The church is constructed largely of stock brick with red brick detailing, stone mullions and tracery for windows, and some tower details in stone. The roofs are tiled, and the interior features exposed brick arches with timber roof and screen to the south chapel.

The plan comprises a nave with five bays, liturgical north and south aisles, one north and two south porches, and a small west projection. A chancel with north chapel and vestries is complemented by a southeast tower with a ground floor chamber leading into a small south transept cum porch.

The exterior displays stock brick with red brick detailing in a plain early 13th-century style, creating a strong and austere effect characteristic of Blomfield's earlier work. Plate tracery windows have stone mullions and arches picked out in simple polychrome brickwork. A tall tower towards the road at the liturgical east end features a polygonal stair turret and pyramidal cap, with diaper brickwork on the middle stage and bell stage windows with layers of recessed arches. The three-light liturgical east window is surmounted by a foiled wheel window. The liturgical west window and clerestory windows are simpler, each with three stepped lancets, the central one divided with simple plate tracery. Clerestory windows are set under gabled dormers. The north vestries are single-storey with gables. A modern timber porch with disabled access has been added to the middle of the south nave wall.

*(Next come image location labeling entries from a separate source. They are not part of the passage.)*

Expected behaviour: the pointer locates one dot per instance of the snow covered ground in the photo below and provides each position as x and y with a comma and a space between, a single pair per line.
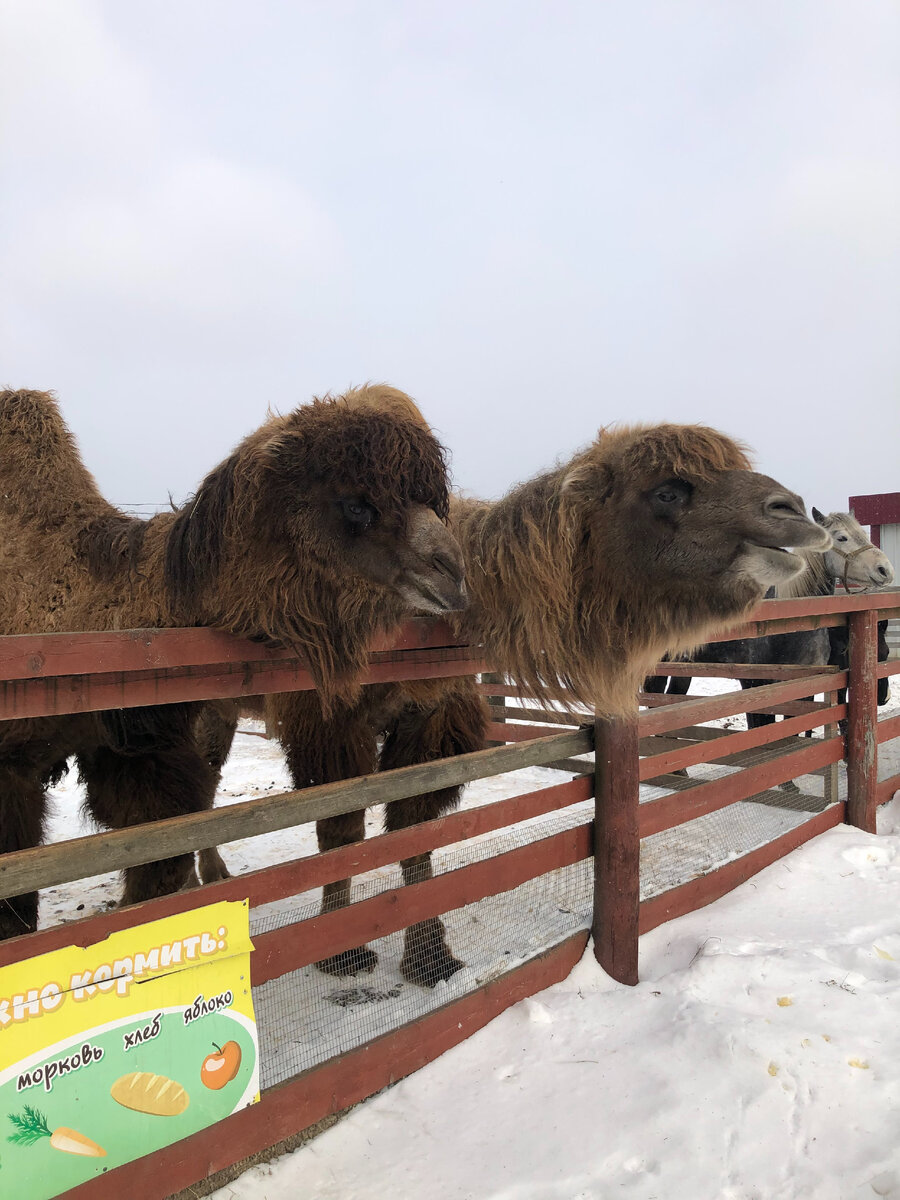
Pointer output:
759, 1057
757, 1060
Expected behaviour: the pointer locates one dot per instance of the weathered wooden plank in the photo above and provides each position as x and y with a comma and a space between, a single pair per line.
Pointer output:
862, 720
738, 670
508, 731
733, 750
41, 655
707, 708
300, 875
707, 888
82, 857
538, 715
307, 941
617, 853
654, 816
335, 1085
133, 689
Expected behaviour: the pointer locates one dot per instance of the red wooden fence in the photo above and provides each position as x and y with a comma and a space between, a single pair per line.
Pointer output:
59, 673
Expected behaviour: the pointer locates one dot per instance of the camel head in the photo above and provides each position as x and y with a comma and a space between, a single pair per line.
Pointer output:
676, 510
670, 537
323, 528
851, 557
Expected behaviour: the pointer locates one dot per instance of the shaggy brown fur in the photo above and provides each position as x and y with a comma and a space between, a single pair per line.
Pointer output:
319, 532
580, 580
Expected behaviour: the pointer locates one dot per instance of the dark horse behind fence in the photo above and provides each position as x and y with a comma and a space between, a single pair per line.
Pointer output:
852, 559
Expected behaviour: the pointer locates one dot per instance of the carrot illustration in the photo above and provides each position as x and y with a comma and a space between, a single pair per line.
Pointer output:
31, 1126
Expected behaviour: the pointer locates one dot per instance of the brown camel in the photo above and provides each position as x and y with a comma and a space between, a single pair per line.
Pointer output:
580, 580
321, 531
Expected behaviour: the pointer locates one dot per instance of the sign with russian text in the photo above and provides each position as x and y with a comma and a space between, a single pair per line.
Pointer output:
112, 1051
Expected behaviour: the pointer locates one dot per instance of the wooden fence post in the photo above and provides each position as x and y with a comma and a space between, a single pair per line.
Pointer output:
832, 774
617, 847
497, 705
862, 719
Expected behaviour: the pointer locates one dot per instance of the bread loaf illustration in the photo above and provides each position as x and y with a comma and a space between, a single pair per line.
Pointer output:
147, 1092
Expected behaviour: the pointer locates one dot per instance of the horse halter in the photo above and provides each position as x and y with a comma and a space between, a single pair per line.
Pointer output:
849, 558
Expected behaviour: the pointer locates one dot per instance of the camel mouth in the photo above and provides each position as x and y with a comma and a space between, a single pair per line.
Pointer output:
423, 597
768, 565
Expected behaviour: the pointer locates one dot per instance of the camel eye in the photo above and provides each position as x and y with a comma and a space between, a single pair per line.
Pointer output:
358, 514
670, 495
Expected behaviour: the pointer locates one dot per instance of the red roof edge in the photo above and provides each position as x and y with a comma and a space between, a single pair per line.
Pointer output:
880, 509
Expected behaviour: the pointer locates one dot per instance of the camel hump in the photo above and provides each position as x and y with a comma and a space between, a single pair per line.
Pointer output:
384, 399
42, 469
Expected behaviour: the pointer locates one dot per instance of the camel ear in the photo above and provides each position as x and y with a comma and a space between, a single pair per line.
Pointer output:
587, 483
271, 449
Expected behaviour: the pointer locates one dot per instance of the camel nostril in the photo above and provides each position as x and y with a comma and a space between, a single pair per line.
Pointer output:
783, 507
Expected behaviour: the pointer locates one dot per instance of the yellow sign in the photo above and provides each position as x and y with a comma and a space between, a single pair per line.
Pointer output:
112, 1051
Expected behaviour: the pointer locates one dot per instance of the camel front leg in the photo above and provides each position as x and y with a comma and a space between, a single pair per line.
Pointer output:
22, 816
149, 768
324, 751
456, 725
331, 833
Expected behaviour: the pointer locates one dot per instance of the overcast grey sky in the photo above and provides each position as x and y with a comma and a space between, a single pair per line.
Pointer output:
534, 217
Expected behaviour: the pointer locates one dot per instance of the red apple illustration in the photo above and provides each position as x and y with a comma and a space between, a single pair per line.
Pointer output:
220, 1068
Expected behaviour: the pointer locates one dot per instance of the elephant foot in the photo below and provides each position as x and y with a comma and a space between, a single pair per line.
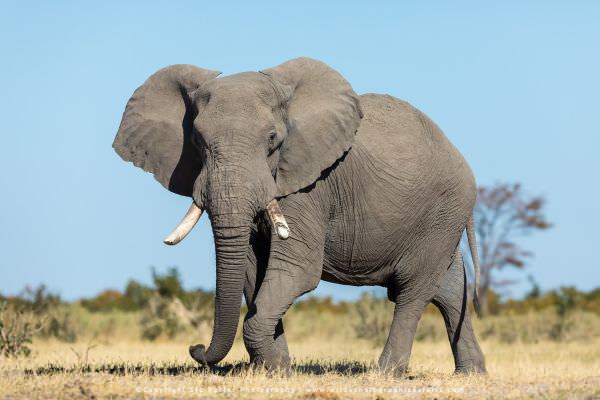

The interior is spacious, with nave arcades of four bays plus an additional passage space at the west end. Cylindrical piers feature stiff-leaf capitals, exposed brick arches, and moulded bases on high square plinths. Brick heads crown the rere-arches of aisle windows. The chancel arch is of brick on short corbelled shafts. The chancel east window has stone dressing to the head of the rere-arch and jamb shafts with shaft rings. An enclosed organ chamber occupies the west bay of the nave; further enclosure of the west end dating to circa 1973–4 has recently been removed. The roof employs trefoil-shaped trusses on corbels, boarded behind.

The principal fixtures include some open benches and simple choir stalls with Gothic tracery panelled fronts, relocated to the west end of the church. A polygonal stone font stands in the church, with a disused font basin outside. A marble reredos of five panels features a central panel with a trefoiled arch under a gable in early Decorated style, containing a late 19th-century painting of Christ enthroned on a rainbow. The outer four panels bear cruder 20th-century paintings of the Evangelists and Christological miracles, dedicated as a memorial for the 1914–18 war. The north chapel chancel screen is in a very late Arts and Crafts Gothic style, with an inscription commemorating the 50th anniversary of the church in 1927, a curious glass pent roof and infill. An encaustic tiled floor in a geometric pattern occupies the chancel. Late 19th- and early 20th-century glass includes the east window of three lights commemorating Peter Robinson of the department store; a north aisle northeast window with a single light of a female figure on a Morris-style foliage background; and a north chapel east window of three lights depicting Faith, Hope and Charity as female figures in Arts and Crafts Gothic niches, with Hope being especially attractive.

A brick boundary wall along Tottenham Lane with pilaster buttresses, some larger with pyramidal stone caps, appears to be contemporary with the church and serves as a subsidiary feature of note.